00:24 civarında çay servisi yapıldığında Cevval küçük özel ekibine gecenin son iş emirlerini veriyor ve yarın sabah devam edecek olan son toplantıya hazırlanmak üzere herkesi dinlenmeye davet ediyordu. Çayını alıp gelmiş ve koltuğuna tekrar oturmuştu. Bu arada diğer iki istihbaratçı da yerlerine dönmüşlerdi.

‘Size bir şey itiraf etmem gerek!’ dedi Cevval istihbaratçılarımıza dönerek. ‘Bunu yapmak zorundayım, çünkü mühendisimize dair hiç kimsenin zihninde zerre kadar kuşku kalmamalı. İD’nin uzun süredir kendisine olan ilgisinden habersiz, harama uçkur çözmeyen birisi için şu yaşanan şey gerçekten büyük bir haksızlık. Amerikalıların yakalamakta usta oldukları şeyler bunlar. Ancak benim hatam çok daha büyük olduğu için arkadaşımızın toplantılardaki stratejik riskleri tamamen zararsız hale getirerek yönetmesini istemeden engellemiş oldum. Bakın ben bekar bir adamım ve istediğim gibi yaşamaya hakkım olduğunu düşünürüm, bunu destekler ya da eleştirirsiniz, önemli değil.
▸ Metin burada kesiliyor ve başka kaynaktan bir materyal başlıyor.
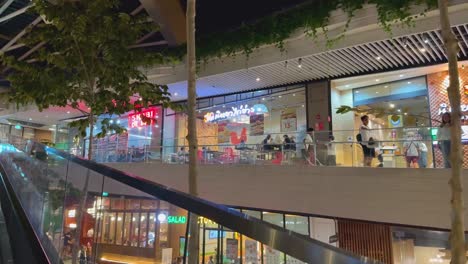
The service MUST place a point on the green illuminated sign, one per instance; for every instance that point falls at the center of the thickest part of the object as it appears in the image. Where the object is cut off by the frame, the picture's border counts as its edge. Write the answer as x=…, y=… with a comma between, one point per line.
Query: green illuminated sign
x=174, y=219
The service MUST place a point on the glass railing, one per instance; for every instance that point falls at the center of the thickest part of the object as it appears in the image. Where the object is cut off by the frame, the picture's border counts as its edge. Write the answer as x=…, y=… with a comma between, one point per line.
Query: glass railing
x=85, y=212
x=392, y=148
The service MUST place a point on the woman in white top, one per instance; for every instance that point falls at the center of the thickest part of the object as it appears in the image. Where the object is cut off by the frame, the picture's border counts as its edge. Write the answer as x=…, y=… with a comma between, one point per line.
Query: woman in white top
x=443, y=135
Ancak mühendisimiz öyle yapmadı; benim helal-haram umursamazlığımı samimiyetimiz dolayısıyla sorguladı ve kadın zaafıma dair hatırlatmalarda bulundu.’

Kısa bir süre susarak bana baktı Cevval ve başını eğerek anlatmaya devam etti: ‘Ben de İD’nin ona olan ilgisini bildiğim için hangi tarihlerde ve saatlerde Richmond’da olacağımızı, mühendisin hangi otelde, hangi odada kalacağını ona haber verdim. Tek amacım vardı; kadın zaafımı eleştiren arkadaşımı sınamak.’

Onun anlattıklarını dinlerken yüzümdeki ifade Cevval’in şu anda yaptığı işteki anlamsızlığı ve gereksizliği somutlaştırıyordu, ‘kimin ne düşündüğünü umursamıyorum ve hadi anlatacaklarını bitir de kalkıp gidelim' diyordu saniye saniye… Eğer bu kadar zamanda beni tanımamışlarsa bundan sonra da tanıyacaklarını sanmıyordum.

‘Sınadım arkadaşımı ve dersimi aldım, hem de çok ağır bir şekilde aldım!’ diye sözlerine devam etti Cevval. ‘Şu anda çok üzgünüm, onu üzdüğüm için üzgünüm, İD’ye yönetemeyeceği bir ilişki kurma umudu verdiğim ve onu hayal kırıklığına uğrattığım için üzgünüm. Değerli iki iş arkadaşımın psikolojik olarak hırpalanmalarına sebep olduğum için üzgünüm. Bir daha birlikte çalışıp çalışmayacaklarına da emin değilim. Ama her şeyden önemlisi sizin gözünüzde arkadaşımın itibarının sarsılmasına neden olduğum için kahroluyorum. O bunları hak etmedi.’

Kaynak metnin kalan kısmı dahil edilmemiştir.